I built a parameter server (PS) architecutre to train VGG16 by using torch RPC. I ran one PS and one worker on the same host and only used CPU to train and update the model.
During the training I measured the CPU usage of both worker and PS every 0.015s.
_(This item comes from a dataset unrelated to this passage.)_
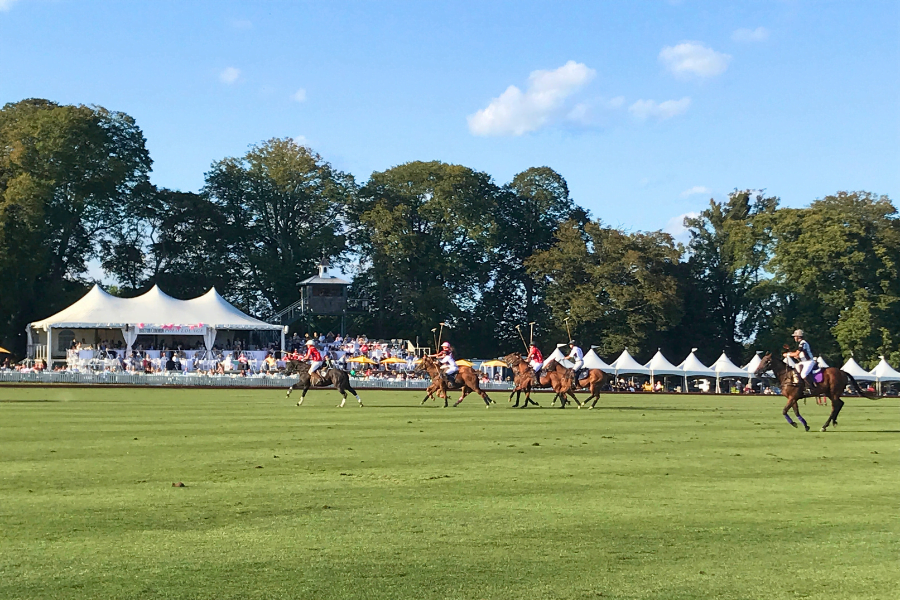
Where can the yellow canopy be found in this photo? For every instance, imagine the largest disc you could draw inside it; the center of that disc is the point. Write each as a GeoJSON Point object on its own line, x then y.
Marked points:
{"type": "Point", "coordinates": [363, 359]}
{"type": "Point", "coordinates": [493, 363]}
{"type": "Point", "coordinates": [393, 360]}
But I found a weird thing: after the PS finishes doing self.optimizer.step() and self.optimizer.zero_grad(), the PS’s CPU usage still keeps high as before (around 1900%, 19 vCPU cores.) for a non-negligible time.
The logs of the PS’s CPU usage are below.
TIME - JOB NAME - CPU USAGE
2022-11-17 14:29:27,728 - job0 - 197.8
### the start of self.optimizer.step() and self.optimizer.zero_grad()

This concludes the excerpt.